Chesapeake Bay Program - Bay Field Guide

Blue Crab

Callinectes sapidus

Blue Crab - image courtesy Michael Land Photography (www.mikelandphotography.com)

The blue crab — one of the most famous and iconic species in the Bay — is a swimming crustacean that varies in color from olive to bluish green. Adults have:

  • Bright blue claws. The claws of mature females are "painted" red at the tips.
  • Paddle-shaped rear swimming legs
  • Three pairs of walking legs.

The male blue crab's abdomen, or apron, is strongly tapered, resembling an inverted "T." The female abdomen is broad and rounded, while the immature female's is triangular.

The blue crab's carapace, or shell, width is more than twice its length, growing up to 9 inches across. The carapace has nine teeth on the margin; the ninth tooth is a strong spine.

Where does the blue crab live?

Throughout the course of their lives, blue crabs use all habitats in the Bay. Their distribution varies with age, sex and season.

  • Blue crabs tend to be abundant in shallow-water areas during warm weather, while in winter they are plentiful in the Bay's deeper portions.
  • Males range farther up into the fresher waters of the Bay and its rivers than females, who congregate in saltier waters.
  • Blue crabs are bottom-dwellers, using bay grass beds as a source of food, nursery habitat for young and shelter during mating and molting.

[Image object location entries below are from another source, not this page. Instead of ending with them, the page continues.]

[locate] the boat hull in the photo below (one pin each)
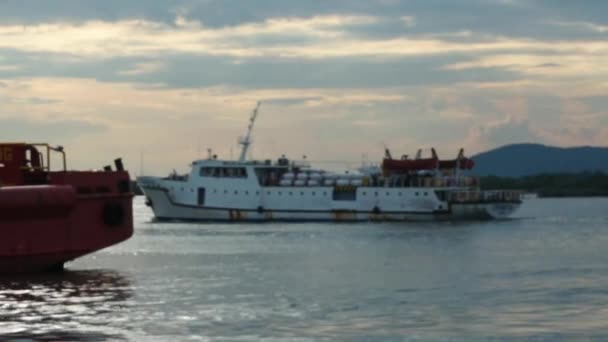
(165, 209)
(44, 227)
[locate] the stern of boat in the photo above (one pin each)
(494, 204)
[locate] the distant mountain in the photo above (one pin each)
(532, 159)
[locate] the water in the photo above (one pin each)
(541, 276)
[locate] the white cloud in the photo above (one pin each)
(326, 36)
(143, 68)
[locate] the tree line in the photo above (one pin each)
(553, 184)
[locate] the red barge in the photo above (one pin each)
(48, 218)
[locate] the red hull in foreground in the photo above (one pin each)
(50, 217)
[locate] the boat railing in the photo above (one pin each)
(485, 196)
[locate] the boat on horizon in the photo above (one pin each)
(402, 189)
(49, 217)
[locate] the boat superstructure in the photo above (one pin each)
(265, 190)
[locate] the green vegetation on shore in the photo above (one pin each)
(553, 185)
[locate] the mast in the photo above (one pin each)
(246, 141)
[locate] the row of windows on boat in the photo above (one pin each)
(302, 193)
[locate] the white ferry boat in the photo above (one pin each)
(265, 190)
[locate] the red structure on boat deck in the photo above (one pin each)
(50, 217)
(405, 165)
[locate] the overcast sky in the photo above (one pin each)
(338, 79)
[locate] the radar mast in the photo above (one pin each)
(246, 140)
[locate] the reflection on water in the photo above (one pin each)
(64, 306)
(542, 276)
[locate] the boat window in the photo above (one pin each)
(345, 195)
(224, 172)
(201, 196)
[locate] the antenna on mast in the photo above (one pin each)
(246, 141)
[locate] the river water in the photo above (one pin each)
(542, 276)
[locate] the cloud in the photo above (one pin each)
(143, 68)
(24, 129)
(328, 37)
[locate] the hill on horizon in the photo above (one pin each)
(528, 159)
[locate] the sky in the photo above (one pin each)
(159, 82)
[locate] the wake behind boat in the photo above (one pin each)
(401, 189)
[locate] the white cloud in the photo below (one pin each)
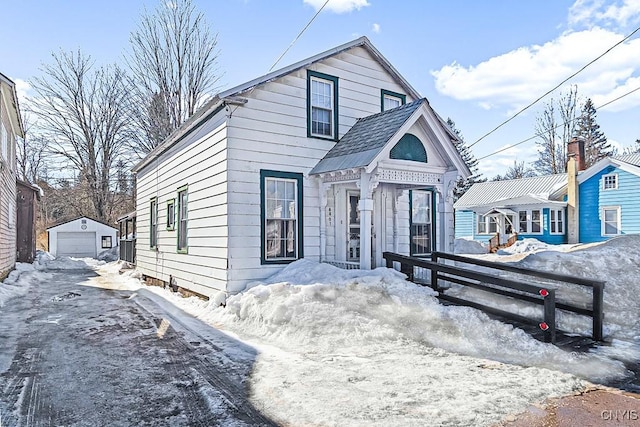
(598, 12)
(338, 6)
(514, 79)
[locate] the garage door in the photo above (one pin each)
(77, 244)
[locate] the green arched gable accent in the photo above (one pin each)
(409, 148)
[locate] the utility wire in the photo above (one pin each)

What does the blue crab eat?

Blue crabs are omnivores and will feed on nearly anything they can find, including:

  • Bivalves, such as clams and oysters
  • Crustaceans
  • Dead fish
  • Bristle worms
  • Plant and animal detritus
  • Juvenile and soft-shelled blue crabs

How does the blue crab reproduce?

Blue crabs mate from May through October in the brackish waters of the middle Bay.

  • Before mating, a male "cradles" a soft-shelled female in its legs and carries her for several days while searching for a protected area for her final molt. Mating takes place after the female molts.
  • After mating, the male resumes cradling the female for several more days until her shell hardens.
  • The male departs to search for another mate and the female migrates to the saltier lower Bay to spawn.
  • The female develops an external orange egg mass, or sponge, beneath her apron. The egg mass may contain between 750,000 and two million eggs.
  • Over the next two weeks, the egg mass darkens as the developing larvae consume the orange yolk.

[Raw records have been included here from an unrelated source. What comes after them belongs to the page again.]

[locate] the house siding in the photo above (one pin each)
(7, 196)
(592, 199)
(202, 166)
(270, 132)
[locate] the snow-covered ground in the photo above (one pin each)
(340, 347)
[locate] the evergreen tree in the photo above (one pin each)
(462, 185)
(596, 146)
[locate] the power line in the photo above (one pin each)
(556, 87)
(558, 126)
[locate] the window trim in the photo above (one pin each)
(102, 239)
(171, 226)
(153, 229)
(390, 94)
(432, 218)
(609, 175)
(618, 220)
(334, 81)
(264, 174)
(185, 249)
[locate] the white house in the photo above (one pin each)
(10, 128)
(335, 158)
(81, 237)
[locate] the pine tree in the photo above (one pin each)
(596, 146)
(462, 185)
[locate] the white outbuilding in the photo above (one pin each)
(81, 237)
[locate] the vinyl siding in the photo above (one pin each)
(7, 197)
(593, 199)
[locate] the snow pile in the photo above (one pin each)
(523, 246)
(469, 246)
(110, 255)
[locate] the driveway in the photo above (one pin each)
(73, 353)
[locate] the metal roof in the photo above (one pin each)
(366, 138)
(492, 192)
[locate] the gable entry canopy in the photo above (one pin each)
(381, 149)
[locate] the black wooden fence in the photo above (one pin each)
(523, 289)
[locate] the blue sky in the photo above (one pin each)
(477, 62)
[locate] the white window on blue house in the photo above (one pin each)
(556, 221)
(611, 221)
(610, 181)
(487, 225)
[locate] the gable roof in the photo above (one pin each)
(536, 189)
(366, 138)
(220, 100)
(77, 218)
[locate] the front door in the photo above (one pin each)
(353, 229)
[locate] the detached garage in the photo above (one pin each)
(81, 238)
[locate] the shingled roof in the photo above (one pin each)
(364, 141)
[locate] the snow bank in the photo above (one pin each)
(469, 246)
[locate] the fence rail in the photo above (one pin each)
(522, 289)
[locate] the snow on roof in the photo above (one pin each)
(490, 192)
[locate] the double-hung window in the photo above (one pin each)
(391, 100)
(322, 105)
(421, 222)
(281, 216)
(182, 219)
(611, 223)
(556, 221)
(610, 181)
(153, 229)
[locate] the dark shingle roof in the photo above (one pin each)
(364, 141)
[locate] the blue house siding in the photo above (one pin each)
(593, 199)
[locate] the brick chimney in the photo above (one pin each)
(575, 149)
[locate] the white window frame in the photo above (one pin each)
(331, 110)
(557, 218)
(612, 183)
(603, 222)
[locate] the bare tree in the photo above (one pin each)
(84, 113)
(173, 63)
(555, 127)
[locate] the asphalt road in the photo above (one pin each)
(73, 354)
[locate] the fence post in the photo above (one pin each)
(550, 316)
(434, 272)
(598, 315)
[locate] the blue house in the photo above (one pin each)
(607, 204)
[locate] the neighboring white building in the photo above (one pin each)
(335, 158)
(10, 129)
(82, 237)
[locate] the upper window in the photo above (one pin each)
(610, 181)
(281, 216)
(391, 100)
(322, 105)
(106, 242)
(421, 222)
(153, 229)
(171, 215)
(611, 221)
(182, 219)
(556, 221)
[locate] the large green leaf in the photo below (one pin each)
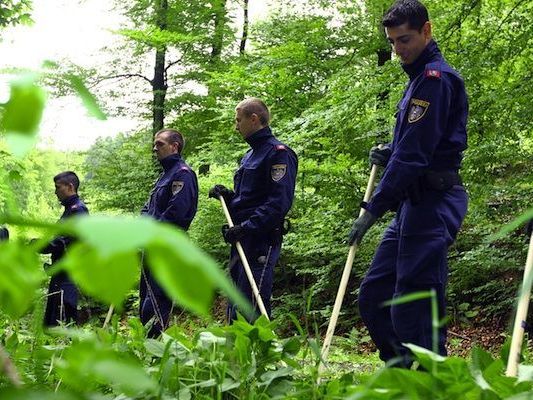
(23, 112)
(106, 277)
(21, 275)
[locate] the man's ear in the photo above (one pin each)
(426, 29)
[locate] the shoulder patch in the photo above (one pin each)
(417, 110)
(278, 171)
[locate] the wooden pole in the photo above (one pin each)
(344, 279)
(245, 264)
(521, 315)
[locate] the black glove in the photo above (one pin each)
(379, 155)
(233, 234)
(220, 190)
(360, 226)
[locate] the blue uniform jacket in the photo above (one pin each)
(174, 198)
(430, 131)
(57, 247)
(264, 184)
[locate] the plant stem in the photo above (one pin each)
(8, 368)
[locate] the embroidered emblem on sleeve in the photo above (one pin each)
(433, 73)
(417, 110)
(176, 187)
(278, 171)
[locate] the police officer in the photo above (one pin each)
(4, 233)
(421, 183)
(262, 196)
(174, 200)
(62, 303)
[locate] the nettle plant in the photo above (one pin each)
(241, 361)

  • In about two weeks the female releases the larvae, called zoea, into the high-salinity waters near the mouth of the Bay.
  • Currents transport the planktonic zoea to the ocean, where they molt several times to progressively larger stages. Winds eventually carry the zoea back into the Bay and other estuaries.
  • At the last larval molt the zoea metamorphoses into a post-larval form called the megalops. The megalops crawl across the Bay bottom to the upper reaches of the Bay and into its rivers.
  • Eventually the megalops settle and metamorphose into immature crabs, which look like a tiny version of the adult blue crab.
  • Immature crabs molt several times before they reach maturity at about 12 to 18 months old.

Other facts about the blue crab:

  • Callinectes, part of its scientific name, comes from the Greek for "beautiful swimmer."
  • Few blue crabs live longer than three years.
  • Mature females are known as “sooks” and males are called "jimmies."